Parcel revenue sank 36.7% in the quarter, or $208 million, on a decline of 25 million pieces (36.5%) as the labor uncertainty pushed shippers to private sector carriers for their deliveries. The decline in parcel volumes has steadily deteriorated since December, when the government intervened to end a 32-day strike and commission a study of Canada Post’s condition. Parcel volume in the first half fell 31% year over year, resulting in a 29.6% decline in parcel revenue.
Overall revenue fell 7.3%, or $104.8 million, as improved volumes from regular mail due to one-time federal election mailings helped offset some of the parcel decline.
In 2024, Canada Post recorded a $611 million loss — its seventh consecutive annual loss — nearly all of it in the second half. Since 2018, the national post has lost $3 billion, with cumulative losses from operations of $3.6 billion.
Canada Post said revenue from direct marketing mail declined 7.5% compared to the second quarter of 2024 as companies sought to avoid the possibility of time-sensitive mailings getting trapped in the postal network in the event of a work stoppage.
Total operating costs declined nearly 1% in the second quarter versus the prior year as lower parcel volumes led to a decline in collection, processing and delivery costs. Labor costs increased despite two fewer paid days in the year, reduced management headcount and the overtime ban in late May.
Status of contract negotiations
CUPW mail carriers resoundingly rejected Canada Post’s final offer on Aug. 1 after the federal government intervened to conduct a vote over the objection of union leadership, which had not agreed to the terms. Collective bargaining was scheduled to resume earlier this month, but was postponed because federal mediators were busy trying to resolve a dispute between Air Canada and flight attendants that resulted in a three-day strike. Canada Post has canceled two meetings in the past week, including one scheduled for Monday, because it says it needs more time to review the union’s new counteroffer.
The sides remain far apart on how to modernize Canada Post’s delivery model as letter mail declines in the Internet age and shippers gravitate to alternative parcel carriers.
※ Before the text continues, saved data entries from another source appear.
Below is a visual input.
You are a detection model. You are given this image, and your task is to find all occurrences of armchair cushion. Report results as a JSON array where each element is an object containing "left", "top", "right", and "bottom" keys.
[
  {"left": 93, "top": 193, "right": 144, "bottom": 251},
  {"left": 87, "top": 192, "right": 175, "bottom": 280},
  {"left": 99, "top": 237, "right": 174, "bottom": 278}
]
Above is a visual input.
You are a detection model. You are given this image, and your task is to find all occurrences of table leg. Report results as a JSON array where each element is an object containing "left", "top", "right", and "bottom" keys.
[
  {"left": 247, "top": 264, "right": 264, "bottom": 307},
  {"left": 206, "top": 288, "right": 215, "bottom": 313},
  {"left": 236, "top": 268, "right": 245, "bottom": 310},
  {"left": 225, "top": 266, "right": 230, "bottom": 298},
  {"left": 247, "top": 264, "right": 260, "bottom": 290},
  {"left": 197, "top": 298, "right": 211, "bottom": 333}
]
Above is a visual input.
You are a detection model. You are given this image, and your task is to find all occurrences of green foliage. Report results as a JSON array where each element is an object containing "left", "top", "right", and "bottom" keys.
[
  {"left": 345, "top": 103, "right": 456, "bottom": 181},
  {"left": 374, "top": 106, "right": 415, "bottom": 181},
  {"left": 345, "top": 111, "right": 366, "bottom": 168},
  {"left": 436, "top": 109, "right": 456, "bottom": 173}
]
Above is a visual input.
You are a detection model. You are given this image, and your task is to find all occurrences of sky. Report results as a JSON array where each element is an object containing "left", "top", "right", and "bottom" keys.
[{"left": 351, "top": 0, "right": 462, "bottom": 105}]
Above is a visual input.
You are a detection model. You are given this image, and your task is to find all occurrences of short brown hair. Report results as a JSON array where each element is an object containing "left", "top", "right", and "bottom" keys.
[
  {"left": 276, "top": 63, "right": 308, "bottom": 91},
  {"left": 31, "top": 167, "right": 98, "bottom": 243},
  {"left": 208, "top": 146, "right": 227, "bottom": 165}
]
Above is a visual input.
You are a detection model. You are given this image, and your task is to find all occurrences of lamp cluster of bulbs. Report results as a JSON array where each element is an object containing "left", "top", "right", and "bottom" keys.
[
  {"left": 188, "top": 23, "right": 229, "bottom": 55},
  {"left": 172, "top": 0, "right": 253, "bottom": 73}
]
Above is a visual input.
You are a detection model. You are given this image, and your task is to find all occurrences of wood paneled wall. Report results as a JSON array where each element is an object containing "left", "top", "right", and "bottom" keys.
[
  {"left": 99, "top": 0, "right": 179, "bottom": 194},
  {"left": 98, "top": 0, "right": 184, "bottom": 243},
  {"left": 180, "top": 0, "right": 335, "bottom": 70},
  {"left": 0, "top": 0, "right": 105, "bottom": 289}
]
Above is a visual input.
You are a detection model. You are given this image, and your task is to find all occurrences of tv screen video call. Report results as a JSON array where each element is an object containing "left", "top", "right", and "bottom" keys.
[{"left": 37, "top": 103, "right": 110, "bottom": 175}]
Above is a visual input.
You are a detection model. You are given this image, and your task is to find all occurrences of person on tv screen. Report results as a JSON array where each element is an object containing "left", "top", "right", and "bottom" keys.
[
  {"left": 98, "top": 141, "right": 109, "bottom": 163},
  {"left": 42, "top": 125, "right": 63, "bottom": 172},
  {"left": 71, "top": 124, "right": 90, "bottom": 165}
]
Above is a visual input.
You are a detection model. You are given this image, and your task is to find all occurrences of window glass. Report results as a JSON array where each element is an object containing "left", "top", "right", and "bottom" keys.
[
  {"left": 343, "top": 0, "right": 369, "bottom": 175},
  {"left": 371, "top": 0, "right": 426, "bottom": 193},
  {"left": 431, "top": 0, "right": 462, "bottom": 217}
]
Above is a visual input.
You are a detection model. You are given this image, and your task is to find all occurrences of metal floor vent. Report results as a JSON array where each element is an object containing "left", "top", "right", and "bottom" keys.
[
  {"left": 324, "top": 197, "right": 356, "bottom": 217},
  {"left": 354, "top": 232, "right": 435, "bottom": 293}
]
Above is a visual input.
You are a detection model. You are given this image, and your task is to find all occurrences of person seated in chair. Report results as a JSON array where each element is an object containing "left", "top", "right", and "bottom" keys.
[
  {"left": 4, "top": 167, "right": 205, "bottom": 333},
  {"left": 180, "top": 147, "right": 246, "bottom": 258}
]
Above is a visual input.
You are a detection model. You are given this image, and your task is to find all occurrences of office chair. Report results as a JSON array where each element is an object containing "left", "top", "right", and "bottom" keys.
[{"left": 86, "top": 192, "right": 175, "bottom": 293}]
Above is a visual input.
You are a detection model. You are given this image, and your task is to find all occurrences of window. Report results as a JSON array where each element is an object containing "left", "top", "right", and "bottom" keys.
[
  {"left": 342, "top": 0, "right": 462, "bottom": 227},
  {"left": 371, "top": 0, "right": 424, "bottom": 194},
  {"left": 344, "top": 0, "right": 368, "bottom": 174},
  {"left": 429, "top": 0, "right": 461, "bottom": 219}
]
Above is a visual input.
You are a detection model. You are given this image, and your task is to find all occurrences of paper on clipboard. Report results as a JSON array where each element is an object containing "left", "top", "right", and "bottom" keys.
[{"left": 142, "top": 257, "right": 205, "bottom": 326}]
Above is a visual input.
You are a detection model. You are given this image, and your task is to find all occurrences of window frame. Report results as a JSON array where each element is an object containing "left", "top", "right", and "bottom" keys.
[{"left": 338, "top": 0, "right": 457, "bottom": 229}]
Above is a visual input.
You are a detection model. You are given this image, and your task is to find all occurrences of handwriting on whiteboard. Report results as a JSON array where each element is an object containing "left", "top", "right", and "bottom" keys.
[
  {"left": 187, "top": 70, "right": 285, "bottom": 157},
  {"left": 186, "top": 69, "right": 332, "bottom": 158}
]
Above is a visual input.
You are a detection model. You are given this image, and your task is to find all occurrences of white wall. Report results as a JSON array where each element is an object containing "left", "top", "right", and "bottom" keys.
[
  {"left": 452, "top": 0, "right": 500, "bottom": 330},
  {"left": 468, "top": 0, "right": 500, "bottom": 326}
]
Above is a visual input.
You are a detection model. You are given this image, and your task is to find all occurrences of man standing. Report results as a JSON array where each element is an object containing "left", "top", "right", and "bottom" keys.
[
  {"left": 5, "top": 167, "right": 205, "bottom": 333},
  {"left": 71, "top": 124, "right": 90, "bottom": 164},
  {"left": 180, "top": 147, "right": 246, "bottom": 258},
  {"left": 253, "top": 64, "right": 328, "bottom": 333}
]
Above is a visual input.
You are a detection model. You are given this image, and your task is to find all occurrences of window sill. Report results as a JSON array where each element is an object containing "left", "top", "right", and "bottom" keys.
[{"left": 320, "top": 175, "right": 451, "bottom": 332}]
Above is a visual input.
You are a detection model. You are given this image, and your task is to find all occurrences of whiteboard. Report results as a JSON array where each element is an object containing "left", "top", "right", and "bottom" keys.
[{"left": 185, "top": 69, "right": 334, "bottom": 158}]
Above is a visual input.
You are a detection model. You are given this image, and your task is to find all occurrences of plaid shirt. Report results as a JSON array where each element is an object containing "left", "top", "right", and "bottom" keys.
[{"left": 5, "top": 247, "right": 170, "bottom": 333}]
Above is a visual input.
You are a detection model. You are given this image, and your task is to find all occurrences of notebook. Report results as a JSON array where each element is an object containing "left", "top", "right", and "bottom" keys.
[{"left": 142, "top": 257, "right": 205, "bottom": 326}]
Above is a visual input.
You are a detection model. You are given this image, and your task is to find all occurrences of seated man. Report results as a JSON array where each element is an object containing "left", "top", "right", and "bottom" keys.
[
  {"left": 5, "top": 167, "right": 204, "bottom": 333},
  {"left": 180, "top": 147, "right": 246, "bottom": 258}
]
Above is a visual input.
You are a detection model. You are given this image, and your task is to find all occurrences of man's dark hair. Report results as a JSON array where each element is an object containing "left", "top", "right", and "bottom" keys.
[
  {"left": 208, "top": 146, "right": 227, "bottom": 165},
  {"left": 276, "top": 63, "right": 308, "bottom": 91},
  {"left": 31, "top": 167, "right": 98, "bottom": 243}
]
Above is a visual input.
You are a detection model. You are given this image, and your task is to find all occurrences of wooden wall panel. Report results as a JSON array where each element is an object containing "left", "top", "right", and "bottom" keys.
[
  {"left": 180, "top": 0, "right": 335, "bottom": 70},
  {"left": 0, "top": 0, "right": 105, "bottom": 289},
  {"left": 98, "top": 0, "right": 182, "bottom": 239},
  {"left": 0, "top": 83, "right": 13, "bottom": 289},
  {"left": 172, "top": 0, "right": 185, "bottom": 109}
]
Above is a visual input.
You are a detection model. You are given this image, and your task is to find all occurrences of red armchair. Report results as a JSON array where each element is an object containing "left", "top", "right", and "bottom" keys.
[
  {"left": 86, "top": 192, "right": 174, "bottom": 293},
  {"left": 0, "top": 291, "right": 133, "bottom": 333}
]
It wants to implement part-time flex staffing, weekend delivery, the ability to level loads between carriers as needed and dynamic routing, rather than sticking to pre-determined assignments.
The Canadian Industrial Relations Board this year agreed with the state-owned company that rigid work rules under previous collective bargaining agreements have made it more difficult to implement efficiency measures.
Canada Post has offered a 13.6% pay hike over four years, with improved inflation adjustments.